Wednesday Mar 18, 2009

A Busy Day for Clouds - DSC and Netbeans Too

The Data Center as we Know It is Dead. (Sorry George Gilder)

Officially -- welcome to cloud computing from Sun.

If you haven't seen the news, look at Sun's Cloud Announcement and check it out for yourself. Netnet -- Sun's Cloud business unit is not only building our own public cloud (at SuperNAP today -- but also taking that technology to our service providers, other partners, and our direct customers (private clouds.)

Also, my team, specifically Robert Holt, Mikael Lofstrand, and myself have been working on something called OpenSolaris Dynamic Service Containers (DSC) -- you can join the fun at This makes it easy to manage containers/zones and scale them up and down across physical nodes -- all via a simple registry.

Additioanlly, we've been working on some IDEs for the cloud -- look at John Kirby's page for some ideas here. This will eventually link to the DSC work above and our own cloud offering based around x86 virtualization (VMIs.) Why is this important??

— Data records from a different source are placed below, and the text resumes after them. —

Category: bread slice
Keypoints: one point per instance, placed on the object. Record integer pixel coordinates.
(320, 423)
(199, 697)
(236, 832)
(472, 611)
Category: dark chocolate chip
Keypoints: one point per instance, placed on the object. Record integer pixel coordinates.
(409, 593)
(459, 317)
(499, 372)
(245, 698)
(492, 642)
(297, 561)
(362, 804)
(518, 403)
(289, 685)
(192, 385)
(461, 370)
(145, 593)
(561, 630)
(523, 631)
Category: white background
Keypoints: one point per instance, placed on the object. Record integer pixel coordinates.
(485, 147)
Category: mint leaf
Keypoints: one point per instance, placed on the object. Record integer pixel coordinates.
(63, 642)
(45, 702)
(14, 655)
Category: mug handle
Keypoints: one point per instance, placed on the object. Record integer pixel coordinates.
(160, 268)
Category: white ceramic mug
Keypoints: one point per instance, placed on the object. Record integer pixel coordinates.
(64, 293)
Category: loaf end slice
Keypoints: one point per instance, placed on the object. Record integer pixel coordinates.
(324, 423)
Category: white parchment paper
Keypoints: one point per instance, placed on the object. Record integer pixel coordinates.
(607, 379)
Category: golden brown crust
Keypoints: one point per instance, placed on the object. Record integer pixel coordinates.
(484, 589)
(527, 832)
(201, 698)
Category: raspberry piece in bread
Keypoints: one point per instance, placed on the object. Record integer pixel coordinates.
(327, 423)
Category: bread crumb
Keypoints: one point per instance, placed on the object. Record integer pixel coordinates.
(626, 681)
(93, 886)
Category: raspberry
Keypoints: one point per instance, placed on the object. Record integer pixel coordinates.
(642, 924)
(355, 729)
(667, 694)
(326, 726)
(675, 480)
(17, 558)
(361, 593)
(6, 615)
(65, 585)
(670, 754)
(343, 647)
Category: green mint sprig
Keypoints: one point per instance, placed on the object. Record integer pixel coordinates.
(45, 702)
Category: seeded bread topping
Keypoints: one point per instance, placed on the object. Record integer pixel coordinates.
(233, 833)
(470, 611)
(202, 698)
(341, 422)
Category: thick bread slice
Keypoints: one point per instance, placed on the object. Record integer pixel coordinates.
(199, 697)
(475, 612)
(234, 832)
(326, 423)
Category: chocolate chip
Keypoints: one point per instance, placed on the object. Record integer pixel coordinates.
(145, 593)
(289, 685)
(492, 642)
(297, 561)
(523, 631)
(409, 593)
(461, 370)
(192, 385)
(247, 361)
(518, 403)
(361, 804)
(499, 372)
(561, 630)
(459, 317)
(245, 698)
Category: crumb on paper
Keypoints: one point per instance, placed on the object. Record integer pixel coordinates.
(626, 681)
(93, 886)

The deployment model is assembled in the IDE today but the cloud needs to manage the workload. The "model" can't simply live in the IDE, it needs to live in the cloud as well.

Great work team!!

Wednesday Feb 18, 2009

Patterns Refactored for the Cloud

Patterns Refactored for the Cloud Over the last six years, we've discussed “patterns” with several of our large system partners. Every one seems to come up with a hierarchy, usually at 3 or 4 levels. An example:





How does this apply today? This structure forms the model on how this complex state machine operartes. At each level, there is different data required to solve for the dependencies. At the high level, implementation is far removed. Today, IT folks manage “images” -- binary blobs that represent so many things that they are difficult to control and decompose. Advanced developers deploy using OSGI. This is the difference that needs to be explored.

Images are a deployment payload

Models are the structures defined by the system

APIs and “Instruction sets” define tell the system how to operate at run-time

Policy help defines the “what” happens when and are in play even prior to run-time

Views are consistent – ie what a developer sees is different but is in the model such that an admin can see what's going on in the environment as necessary. An operator can “destroy” which effects the developer “view” should it be necessary.

Friday Feb 13, 2009

Cloud Serviceibility and Architecture

Composite services and “clouds” are architectural in nature. We can no longer attempt to mediate system events at an element or “server” level. It must be broader and intelligently confer architectural context at nearly every level.

A Server Perspective

A trouble ticket is filed, possibly automated

Someone researches the problem and confers with the admins, developers, BU, etc.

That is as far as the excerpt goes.